In regards to parameters/priors, I think if the parameters are "naturally" positive, then you want to estimate them on the ln-scale, which of course guarantees that the arithmetic scale values will be positive. I think, however, that the priors are more intuitively specified on the arithmetic scale. Most of the priors aren't true priors in the Bayesian sense anyway, but instead reflect "expert opinion" (the assessment author's) as to what range of parameter values is reasonable to consider--and more than likely that opinion will be informed from an arithmetic scale.

BTW, I seem to have run into trouble in the past when I've tried to use a prior (e.g., gamma or lognormal) on an arithmetic scale parameter that was positive definite to keep the estimate from going to zero. Theoretically, it shouldn't happen, but I've had times where the parameter estimate went very small and negative before the model blew up. I think this had to do with the finite nature of math on a computer, but ended up just trying to avoid that sort of situation.

Buck

jimianelli commented 9 years ago

I too instinctively prefer ln-scale for estimation and applying priors on the arithmetic (Darcy's third bullet I guess). Another potential benefit would be with mapping initial values (log to arithmetic) to help with the user's interpretation. Retaining capabilities to do rigorous integration and proper priors would also be a priority as well.
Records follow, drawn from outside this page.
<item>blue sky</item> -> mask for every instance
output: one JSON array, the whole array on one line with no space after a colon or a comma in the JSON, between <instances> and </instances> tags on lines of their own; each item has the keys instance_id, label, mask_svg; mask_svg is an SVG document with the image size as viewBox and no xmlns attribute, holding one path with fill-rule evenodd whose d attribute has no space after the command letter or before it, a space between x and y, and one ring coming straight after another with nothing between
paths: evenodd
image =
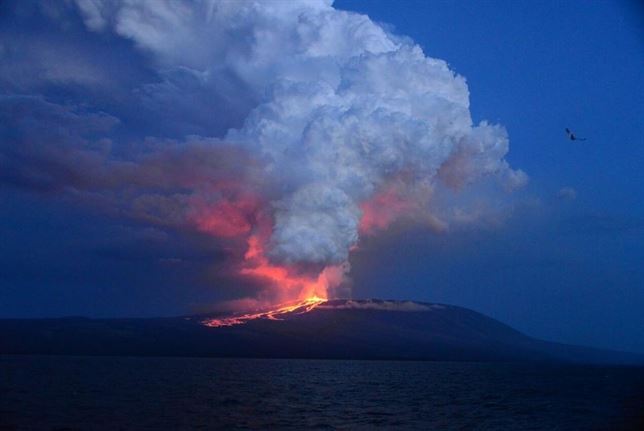
<instances>
[{"instance_id":1,"label":"blue sky","mask_svg":"<svg viewBox=\"0 0 644 431\"><path fill-rule=\"evenodd\" d=\"M530 175L526 193L540 201L502 232L455 244L410 235L411 247L398 249L404 258L379 260L387 276L370 289L386 295L413 272L406 296L434 286L423 299L472 307L530 334L642 351L642 9L574 1L336 6L388 22L464 75L475 121L508 129L508 159ZM565 127L588 140L567 141ZM576 199L558 199L562 187ZM409 254L424 257L414 270L391 264L413 262Z\"/></svg>"},{"instance_id":2,"label":"blue sky","mask_svg":"<svg viewBox=\"0 0 644 431\"><path fill-rule=\"evenodd\" d=\"M455 304L532 336L644 352L642 8L575 1L334 6L366 14L447 61L467 80L475 123L503 125L505 158L529 176L499 225L446 233L394 226L361 239L350 257L353 296ZM252 285L216 269L227 262L227 243L151 222L148 213L116 214L131 208L119 206L122 190L109 189L114 172L88 172L102 169L104 135L118 157L139 151L130 143L149 136L220 137L240 126L241 113L257 103L254 93L223 73L216 90L202 91L187 69L153 63L134 39L88 30L78 11L8 2L0 23L0 54L11 65L0 67L0 94L9 100L0 126L0 316L175 315L251 295ZM198 69L201 57L185 61ZM229 94L236 95L230 103ZM29 122L19 124L16 112L27 112ZM587 140L567 140L565 127ZM16 150L17 142L42 136L47 143L34 152ZM95 152L74 156L77 171L45 151L88 142ZM126 178L149 189L156 177ZM184 187L171 186L172 193ZM70 187L83 199L59 191Z\"/></svg>"}]
</instances>

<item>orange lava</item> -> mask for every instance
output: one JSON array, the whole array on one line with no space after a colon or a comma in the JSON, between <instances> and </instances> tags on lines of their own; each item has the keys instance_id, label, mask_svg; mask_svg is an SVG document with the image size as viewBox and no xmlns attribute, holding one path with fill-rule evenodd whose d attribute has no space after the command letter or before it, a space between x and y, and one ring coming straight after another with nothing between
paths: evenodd
<instances>
[{"instance_id":1,"label":"orange lava","mask_svg":"<svg viewBox=\"0 0 644 431\"><path fill-rule=\"evenodd\" d=\"M317 296L311 296L302 301L290 304L282 304L277 308L258 313L246 313L238 316L223 317L220 319L207 319L202 323L211 328L220 328L222 326L242 325L246 322L256 319L284 320L288 314L304 314L313 310L318 305L326 302L326 299Z\"/></svg>"}]
</instances>

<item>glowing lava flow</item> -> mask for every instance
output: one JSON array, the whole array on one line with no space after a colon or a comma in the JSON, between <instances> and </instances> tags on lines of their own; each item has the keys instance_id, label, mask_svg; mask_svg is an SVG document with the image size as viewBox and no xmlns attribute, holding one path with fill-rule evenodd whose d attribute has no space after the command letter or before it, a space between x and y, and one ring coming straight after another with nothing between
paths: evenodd
<instances>
[{"instance_id":1,"label":"glowing lava flow","mask_svg":"<svg viewBox=\"0 0 644 431\"><path fill-rule=\"evenodd\" d=\"M268 320L284 320L287 314L304 314L313 310L318 305L326 302L326 299L318 296L312 296L303 301L298 301L289 305L279 305L274 310L262 311L258 313L247 313L239 316L222 317L220 319L207 319L202 323L211 328L219 328L222 326L241 325L250 320L255 319L268 319Z\"/></svg>"},{"instance_id":2,"label":"glowing lava flow","mask_svg":"<svg viewBox=\"0 0 644 431\"><path fill-rule=\"evenodd\" d=\"M330 265L317 276L297 274L287 266L271 264L264 255L259 236L248 238L248 251L244 255L242 275L263 279L276 286L282 297L299 298L297 301L277 305L274 309L236 316L206 319L202 323L212 328L241 325L251 320L283 320L288 314L303 314L327 301L330 288L338 286L348 270L346 265Z\"/></svg>"},{"instance_id":3,"label":"glowing lava flow","mask_svg":"<svg viewBox=\"0 0 644 431\"><path fill-rule=\"evenodd\" d=\"M240 313L202 321L217 328L247 323L256 319L283 320L289 314L303 314L327 301L329 290L339 286L349 270L347 263L327 265L316 272L303 271L297 265L279 265L269 261L264 244L270 237L270 225L259 223L257 232L247 238L248 249L237 268L239 274L260 280L273 289L273 298L279 301L263 311Z\"/></svg>"}]
</instances>

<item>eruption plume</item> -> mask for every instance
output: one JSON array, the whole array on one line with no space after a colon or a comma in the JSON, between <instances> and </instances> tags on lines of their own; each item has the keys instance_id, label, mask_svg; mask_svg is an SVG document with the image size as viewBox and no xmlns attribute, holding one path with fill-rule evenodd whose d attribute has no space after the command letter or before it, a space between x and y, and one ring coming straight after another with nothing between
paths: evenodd
<instances>
[{"instance_id":1,"label":"eruption plume","mask_svg":"<svg viewBox=\"0 0 644 431\"><path fill-rule=\"evenodd\" d=\"M266 286L269 302L333 296L361 235L401 219L439 230L465 219L435 200L439 190L527 179L504 160L503 127L473 123L462 76L331 1L76 8L89 31L144 56L156 79L138 86L136 106L163 109L160 123L186 137L148 138L126 159L60 156L56 166L98 166L83 172L90 180L72 176L75 193L109 199L120 215L243 248L232 266Z\"/></svg>"}]
</instances>

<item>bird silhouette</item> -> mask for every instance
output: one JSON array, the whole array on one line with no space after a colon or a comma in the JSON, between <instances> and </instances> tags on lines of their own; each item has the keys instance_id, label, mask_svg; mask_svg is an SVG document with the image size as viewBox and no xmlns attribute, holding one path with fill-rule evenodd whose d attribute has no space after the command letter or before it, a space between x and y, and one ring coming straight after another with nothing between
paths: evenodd
<instances>
[{"instance_id":1,"label":"bird silhouette","mask_svg":"<svg viewBox=\"0 0 644 431\"><path fill-rule=\"evenodd\" d=\"M577 137L577 135L575 135L574 133L572 133L572 132L570 131L570 129L569 129L569 128L567 128L567 127L566 127L566 135L568 135L568 138L569 138L571 141L585 141L585 140L586 140L586 138L578 138L578 137Z\"/></svg>"}]
</instances>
quantifish commented 9 years ago

OK cool, will go with the third option: parameters that are positive to be in log-space where appropriate, priors in natural space with the appropriate derivative applied to the pdf. I notice that a lot of people bugger this up and apply priors to log-transformed variables without considering what that means, or do not apply the derivative/adjustment if they do apply priors in natural space. I'll aim to make this very clear in the documentation.

@wStockhausen yeah I've had similar issues before, particularly with standard deviation parameters that crash to zero despite using lognormal proposal distributions and I figured out that was due to computer arithmetic. I just solved it by imposing additional bounds at (1e-100, Inf), which is easily done in ADMB.